Shiny Shelf


Star Wars: Episode II: Attack of the Clones

By Jim Smith on 15 May 2002

Star WarsOnly time and repeated viewing will tell us whether ‘Attack of the Clones’ is a better film that its predecessors. The one thing which is certain is that it’s significantly stranger.

The structure of the screenplay, the continually oscillating tone, and the utterly peculiar photography and design all conspire to create something palpably unique in the history of filmmaking; a staggeringly bizarre combination of ‘funny alien’ comedy, naked sadism, political melodrama and enormous set-pieces.

It’s a love story, a realpolitik essay and a slapstick comedy. It’s a film which both reveres and parodies the series of which it is a part. It’s the darkest and the lightest ‘Star Wars’ film depending on which scene you’re watching.
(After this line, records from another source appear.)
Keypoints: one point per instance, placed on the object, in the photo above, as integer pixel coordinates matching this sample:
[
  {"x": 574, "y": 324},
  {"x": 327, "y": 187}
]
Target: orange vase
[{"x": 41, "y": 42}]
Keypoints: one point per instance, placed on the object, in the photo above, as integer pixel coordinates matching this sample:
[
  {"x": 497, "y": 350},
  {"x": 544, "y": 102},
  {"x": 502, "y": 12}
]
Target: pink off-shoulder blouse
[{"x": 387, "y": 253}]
Sometimes it manages to be both in the same scene.

With its twisted moral ambiguities, brutal action sequences and stupid, stupid jokes it is very, very clearly the product of a personal vision – the work of a filmmaker who cares not one iota whether he pleases anyone but himself. And what pleases George Lucas is clearly becoming increasingly esoteric.

A few examples should suffice. Obi Wan muttering that Anakin ‘will be the death of me’ is played strictly for laughs. At one point a dramatic swell of romantic music is stopped dead by an ugly noise, as if the stylus has been ripped from a record – and the tone of the scene being scored abruptly changes. Samuel L Jackson is visibly being ‘Samuel L Jackson’, this is Shaft-as-Jedi-Master, this is Jules as Protector-of-the-Force. At one point you honestly think he’s going to ask another character who they think they’re f***ing with.

The physically impossible occurs approximately once every 30 seconds. The genuinely insane is limited to about once every three minutes. There’s a sequence where Yoda – YODA – has a lightsabre fight with Christopher Lee. That’s a CGI Muppet duelling with an octogenarian. It’s a sequence both thrilling and absurd, a moment when George Lucas stands up demands that you laugh with him at the crazy, crazy world that he’s dragged you into. He’s letting you know he’s in on the joke.

There are moments when characters seem about to wink to camera, and there are others which display the ability to handle strong emotions which cynics felt Lucas had lost. This is a film which actually contains the kind of shifts in tone, texture and style which people insist that Jean-Pierre Jeunet accomplishes all the time, but which he hasn’t actually got anywhere near since halfway through ‘Delicatessen’.

‘Attack of the Clones’ is an extraordinary, unique, bewildering film. It is also very, very odd. For anything more coherent than that you’ll have to wait until I’ve seen it again.